И узнаем в
этот если не драматический, то, во всяком случае, не вполне безразличный для
девушки момент о личности Жени Рудневой гораздо больше, чем узнали бы из самых
пышных деклараций о высоких свойствах характера, присущих будущему Герою
Советского Союза.
Боевые эпизоды... Мне приходилось слышать, как эти слова произносились как бы
в неких иронических кавычках. А ведь каждый такой эпизод — это тяжкий труд,
а часто и пролитая кровь наших товарищей. Грешно говорить о них без глубокого
уважения... Но перечитали мы их, говоря откровенно, великое множество. И поняли,
что злоупотребление описаниями боевых эпизодов — как, наверное,
злоупотребление любыми, самыми высокими категориями — грозит инфляцией.
Кравцова явно отдает себе отчет в этом.
Но зато, если уж она приводит боевой эпизод, то такой, которого не забудешь!
Вроде того, когда над целью заел сброс контейнера с горючей жидкостью и, чтобы
сорвать его с замков, штурман Руфина Гашева — та самая, ради которой так
зачастил своими визитами в женский полк летчик Пляц, — вылезла на крыло и,
держась за расчалки, доползла к передней кромке.
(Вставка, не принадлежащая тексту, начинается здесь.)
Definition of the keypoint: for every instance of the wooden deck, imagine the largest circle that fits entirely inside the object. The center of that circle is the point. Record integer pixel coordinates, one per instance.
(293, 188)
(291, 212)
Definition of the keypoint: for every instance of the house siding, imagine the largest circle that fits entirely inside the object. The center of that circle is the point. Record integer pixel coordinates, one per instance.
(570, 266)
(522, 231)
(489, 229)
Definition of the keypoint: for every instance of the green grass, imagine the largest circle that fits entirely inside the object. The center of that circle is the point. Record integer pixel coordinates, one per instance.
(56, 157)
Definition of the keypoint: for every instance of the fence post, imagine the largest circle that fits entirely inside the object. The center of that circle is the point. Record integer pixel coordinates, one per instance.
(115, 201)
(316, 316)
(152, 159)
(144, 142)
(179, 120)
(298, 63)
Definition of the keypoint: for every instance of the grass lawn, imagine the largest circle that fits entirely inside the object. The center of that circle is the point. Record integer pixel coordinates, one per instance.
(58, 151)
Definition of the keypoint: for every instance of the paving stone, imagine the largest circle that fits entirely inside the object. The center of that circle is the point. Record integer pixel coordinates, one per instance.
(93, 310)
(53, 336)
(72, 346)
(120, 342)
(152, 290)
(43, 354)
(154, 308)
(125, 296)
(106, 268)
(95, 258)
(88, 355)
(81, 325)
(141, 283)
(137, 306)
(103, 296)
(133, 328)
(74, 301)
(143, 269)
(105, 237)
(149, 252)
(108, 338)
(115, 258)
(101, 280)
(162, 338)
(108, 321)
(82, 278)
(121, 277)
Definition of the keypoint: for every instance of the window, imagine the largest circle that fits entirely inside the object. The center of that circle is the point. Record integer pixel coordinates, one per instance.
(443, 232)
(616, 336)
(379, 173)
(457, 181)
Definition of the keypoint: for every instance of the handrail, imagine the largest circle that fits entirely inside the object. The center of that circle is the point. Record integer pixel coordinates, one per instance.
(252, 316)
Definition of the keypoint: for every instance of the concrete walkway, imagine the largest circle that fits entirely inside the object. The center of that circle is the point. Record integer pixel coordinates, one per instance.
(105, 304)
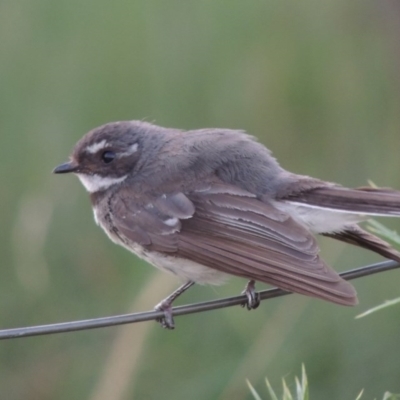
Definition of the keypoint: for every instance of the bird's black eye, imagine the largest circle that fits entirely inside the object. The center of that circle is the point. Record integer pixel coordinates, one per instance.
(108, 156)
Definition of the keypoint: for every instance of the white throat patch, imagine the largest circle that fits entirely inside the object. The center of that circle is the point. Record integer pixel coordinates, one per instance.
(95, 183)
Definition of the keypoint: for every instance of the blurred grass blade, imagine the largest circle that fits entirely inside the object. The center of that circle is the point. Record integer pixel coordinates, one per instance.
(271, 391)
(360, 394)
(386, 304)
(391, 396)
(253, 391)
(302, 387)
(286, 392)
(383, 231)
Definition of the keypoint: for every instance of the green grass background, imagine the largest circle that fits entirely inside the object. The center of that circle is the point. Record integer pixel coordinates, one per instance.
(317, 81)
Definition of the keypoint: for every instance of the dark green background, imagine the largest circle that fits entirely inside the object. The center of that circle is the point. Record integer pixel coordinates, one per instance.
(317, 81)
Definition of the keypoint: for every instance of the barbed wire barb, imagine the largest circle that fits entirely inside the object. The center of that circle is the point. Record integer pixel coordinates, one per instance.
(177, 311)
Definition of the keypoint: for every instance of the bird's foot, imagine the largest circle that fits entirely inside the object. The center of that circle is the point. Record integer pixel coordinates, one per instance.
(167, 321)
(253, 297)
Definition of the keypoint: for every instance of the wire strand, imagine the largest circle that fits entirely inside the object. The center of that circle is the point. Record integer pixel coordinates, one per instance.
(177, 311)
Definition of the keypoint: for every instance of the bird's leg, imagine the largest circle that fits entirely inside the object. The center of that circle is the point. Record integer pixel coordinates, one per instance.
(166, 306)
(253, 297)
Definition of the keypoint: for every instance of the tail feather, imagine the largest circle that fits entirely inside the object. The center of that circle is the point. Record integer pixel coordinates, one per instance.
(359, 237)
(363, 200)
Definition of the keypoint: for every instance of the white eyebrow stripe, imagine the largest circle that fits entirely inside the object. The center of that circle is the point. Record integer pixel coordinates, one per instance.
(131, 149)
(95, 147)
(95, 183)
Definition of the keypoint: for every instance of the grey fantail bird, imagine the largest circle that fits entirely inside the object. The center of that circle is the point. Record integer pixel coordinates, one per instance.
(208, 203)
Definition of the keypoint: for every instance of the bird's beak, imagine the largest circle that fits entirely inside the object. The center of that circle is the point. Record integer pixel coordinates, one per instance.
(65, 168)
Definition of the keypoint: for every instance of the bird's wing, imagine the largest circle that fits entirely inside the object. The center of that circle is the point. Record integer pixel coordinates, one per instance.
(230, 230)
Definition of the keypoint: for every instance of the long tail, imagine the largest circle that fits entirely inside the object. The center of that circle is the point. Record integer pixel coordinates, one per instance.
(363, 200)
(357, 236)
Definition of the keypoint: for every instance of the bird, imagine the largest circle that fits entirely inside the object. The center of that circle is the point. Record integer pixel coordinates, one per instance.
(207, 204)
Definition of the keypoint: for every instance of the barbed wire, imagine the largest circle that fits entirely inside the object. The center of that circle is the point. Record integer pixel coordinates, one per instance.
(177, 311)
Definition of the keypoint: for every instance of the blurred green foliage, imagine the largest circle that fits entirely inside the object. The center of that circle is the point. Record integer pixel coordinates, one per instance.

И все это — без парашюта!
Почему-то на самолетах По-2 большую (самую тяжелую) половину войны летали без
парашютов. Автор книги не скрывает своего естественного недоумения по этому
поводу: «В самом деле — почему до сих пор мы летали без парашютов?
Непонятно».
Кстати, в дальнейшем у Гашевой нашлись подражатели. Летавшая с Кравцовой
штурман Нина Реуцкая, убедившись в отказе кустарной системы сброса установленных
на крыле ящиков с боеприпасами, тоже вылезла в воздухе на крыло и прямо руками
спихнула, один за другим, восемь ящиков, столь жизненно необходимых нашей
пехотной части, отрезанной от основных сил.
Впечатление от подобных случаев дополнительно усиливается тем, что
рассказывает о них Кравцова внешне спокойно, без пафоса, с минимальным
количеством восклицательных знаков.
Конечно, не о всех своих однополчанах Кравцова пишет одинаково подробно.
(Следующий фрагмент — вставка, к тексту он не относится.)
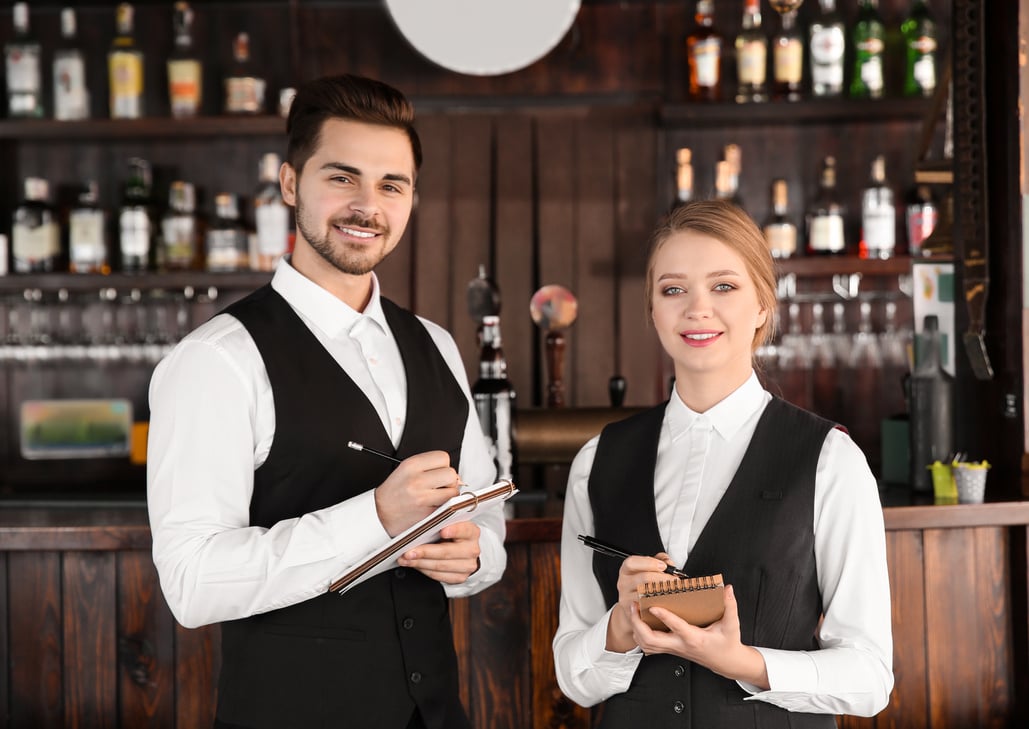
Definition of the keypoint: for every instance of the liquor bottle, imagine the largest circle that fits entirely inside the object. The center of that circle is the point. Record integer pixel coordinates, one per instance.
(71, 99)
(683, 176)
(135, 217)
(919, 32)
(87, 248)
(751, 56)
(35, 241)
(704, 55)
(24, 75)
(125, 66)
(185, 73)
(787, 74)
(780, 231)
(271, 214)
(868, 34)
(825, 223)
(878, 215)
(921, 215)
(179, 228)
(226, 241)
(494, 397)
(244, 89)
(931, 396)
(827, 44)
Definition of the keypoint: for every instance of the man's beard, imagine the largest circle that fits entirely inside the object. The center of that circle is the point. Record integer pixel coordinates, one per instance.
(355, 262)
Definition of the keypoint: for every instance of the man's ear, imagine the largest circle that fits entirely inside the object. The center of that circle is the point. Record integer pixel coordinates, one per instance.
(287, 183)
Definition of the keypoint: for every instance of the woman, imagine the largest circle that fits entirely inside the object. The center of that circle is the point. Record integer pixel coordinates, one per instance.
(723, 479)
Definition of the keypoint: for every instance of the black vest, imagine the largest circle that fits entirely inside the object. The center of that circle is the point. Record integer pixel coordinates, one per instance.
(759, 537)
(369, 657)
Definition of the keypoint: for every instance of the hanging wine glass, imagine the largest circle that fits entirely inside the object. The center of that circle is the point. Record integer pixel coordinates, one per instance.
(784, 6)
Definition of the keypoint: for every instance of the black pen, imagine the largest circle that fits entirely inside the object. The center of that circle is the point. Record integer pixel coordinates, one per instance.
(358, 447)
(612, 551)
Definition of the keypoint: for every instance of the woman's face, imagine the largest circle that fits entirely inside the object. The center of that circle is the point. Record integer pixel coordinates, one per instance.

Некоторые известные летчицы даже не упоминаются в ее книгах. Видимо, это
естественно — всего, о чем и о ком хотелось бы рассказать, не вместишь. Да
и сменяются люди в боевой части во время войны очень быстро. И все же Кравцовой
удается дать портреты — именно портреты — многих интересных людей.
Чуть больше двух страниц отдано «Юльке» — Юле Пашковой, прожившей в
полку, от дня своего появления в нем до дня гибели, всего несколько месяцев: «Ее
звали Юлей. Нет, Юлькой. Потому что все в ней говорило о том, что она —
Юлька». Две страницы — а облик человека остается... Или инструктор по радио
Петя, который к концу очередного занятия в столь трудной — видит
бог! — для него аудитории каждый раз выдавал напоследок передачу в темпе,
явно непосильном для его слушательниц. Тут хитрый Петя преследовал одновременно
две цели: во-первых, педагогическую — показать этим ядовитым девицам, что
им еще учиться и учиться, и, во-вторых... Впрочем, вторая цель прояснилась,
когда поднаторевшим в радиоприеме девушкам в конце концов удалось принять этот
ураганный текст: «Занятия прошли на высоком уровне. Кончаю передачу. Все девочки
работали хорошо, молодцы. За это я вас целую. С горячим приветом.Петя ».
* * *
Кравцова умеет в одной-двух коротких фразах дать, казалось бы, частную,
однако говорящую об очень многом деталь. Иногда это деталь контрастная, вроде
психологически трудно объяснимого, но жизненно правдивого: «...почему-то
назойливо лез в голову веселый мотив из «Севильского цирюльника». Это — в
воронке от снаряда, посреди минного поля на ничейной земле, после вынужденного
прыжка с парашютом из горящего самолета.